Così chiosava King Monkey, al secolo Ian George Brown, dopo l’ultimo, storico, concerto degli Stone Roses ad Hampden Park.
Icona assoluta della scena madchester, personaggio di culto per intere generazioni (vedasi anche il concittadino Liam Gallagher), rieccolo con un nuovo album dopo 9 anni dall’ultimo lavoro solista.
Perchè ti ritrovi ad aver sforato il mezzo secolo di vita, e le cose più importanti – musicalmente parlando – le hai fatte 30 anni fa. E da lì, non è che hai messo in posa questo granchè, tant’è che più di una volta si è dovuti ricorrere al vessillo Stone Roses per darsi visibilità e, diciamocelo, qualche soldino.
Ci prova King Monkey a dare in dono qualcosa di interessante. Tenta incursioni nel funk con “The Dream and The Dreamer”, nel reggae con “Break Down the Walls” e reinterpretando “Black Roses” di Barrington Levy, ripercorre sentieri sonori (e non solo, visto che nel video riappare una bicicletta tipo quella di “F.E.A.R.”) più madchester con “First World Problems”, cerca persino l’instant classic con l’acustica “Breathe And Breathe Easy” o ipnotiche linee di basse con il pezzo che dà il nome all’album, “Ripples”.
Risultato?
Un songwriting povero tra aforismi e frasi fatte, una struttura sonica a tratti imbarazzante (la “Breathe And Breathe Easy” sovra richiamata è un tranchant, ma per le orecchie di chi ascolta…), più che materiale nuovo, ideato ed arrangiato per un nuovo album, il tutto sembra una bolsa e asfittica raccolta di c-side. E nemmeno la voce, piuttosto monocroma, del Nostro fornisce un qualche valore aggiunto per uscire da quest’imbarazzante empasse.

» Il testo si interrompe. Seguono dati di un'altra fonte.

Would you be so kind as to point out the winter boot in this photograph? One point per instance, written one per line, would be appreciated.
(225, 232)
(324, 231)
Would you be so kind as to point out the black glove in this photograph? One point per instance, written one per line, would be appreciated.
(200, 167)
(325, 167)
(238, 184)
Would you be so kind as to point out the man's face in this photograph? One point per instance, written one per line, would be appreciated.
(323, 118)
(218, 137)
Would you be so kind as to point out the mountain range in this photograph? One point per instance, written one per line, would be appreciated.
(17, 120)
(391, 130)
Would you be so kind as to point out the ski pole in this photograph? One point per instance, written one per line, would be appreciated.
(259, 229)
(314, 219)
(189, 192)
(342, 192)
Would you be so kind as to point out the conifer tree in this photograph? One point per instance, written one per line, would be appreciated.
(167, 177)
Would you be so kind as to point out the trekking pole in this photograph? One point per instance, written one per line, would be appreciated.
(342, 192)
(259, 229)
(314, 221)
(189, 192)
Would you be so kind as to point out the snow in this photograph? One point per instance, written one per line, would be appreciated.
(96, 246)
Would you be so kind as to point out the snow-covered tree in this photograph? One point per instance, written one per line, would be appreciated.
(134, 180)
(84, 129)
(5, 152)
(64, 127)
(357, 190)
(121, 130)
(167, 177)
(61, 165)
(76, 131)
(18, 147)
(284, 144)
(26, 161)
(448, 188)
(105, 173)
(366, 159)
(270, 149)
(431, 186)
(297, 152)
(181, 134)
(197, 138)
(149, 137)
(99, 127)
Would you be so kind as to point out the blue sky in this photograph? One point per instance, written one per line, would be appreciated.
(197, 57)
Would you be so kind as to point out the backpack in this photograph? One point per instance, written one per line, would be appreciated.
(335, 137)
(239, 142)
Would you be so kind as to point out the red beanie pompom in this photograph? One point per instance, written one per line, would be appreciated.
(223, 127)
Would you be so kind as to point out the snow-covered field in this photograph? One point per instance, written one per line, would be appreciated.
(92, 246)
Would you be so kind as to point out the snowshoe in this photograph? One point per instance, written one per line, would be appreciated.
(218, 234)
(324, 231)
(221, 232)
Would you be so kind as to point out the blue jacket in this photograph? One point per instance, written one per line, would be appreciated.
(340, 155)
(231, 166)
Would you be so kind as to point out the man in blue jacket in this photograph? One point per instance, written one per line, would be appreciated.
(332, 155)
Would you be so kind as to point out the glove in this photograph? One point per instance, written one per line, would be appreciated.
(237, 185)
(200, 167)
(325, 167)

Sarò inclemente ma caro Ian, il ventesimo secolo è finito da un po’, vai per i 56 anni, hai un passato alle spalle che ti ha reso, nel tuo settore, un qualcosa di vicino ad un idolo: se si ha -artisticamente, à§a va sans dire – così poco da dire, il silenzio, se non più conveniente, è probabilmente più dignitoso. Stacce.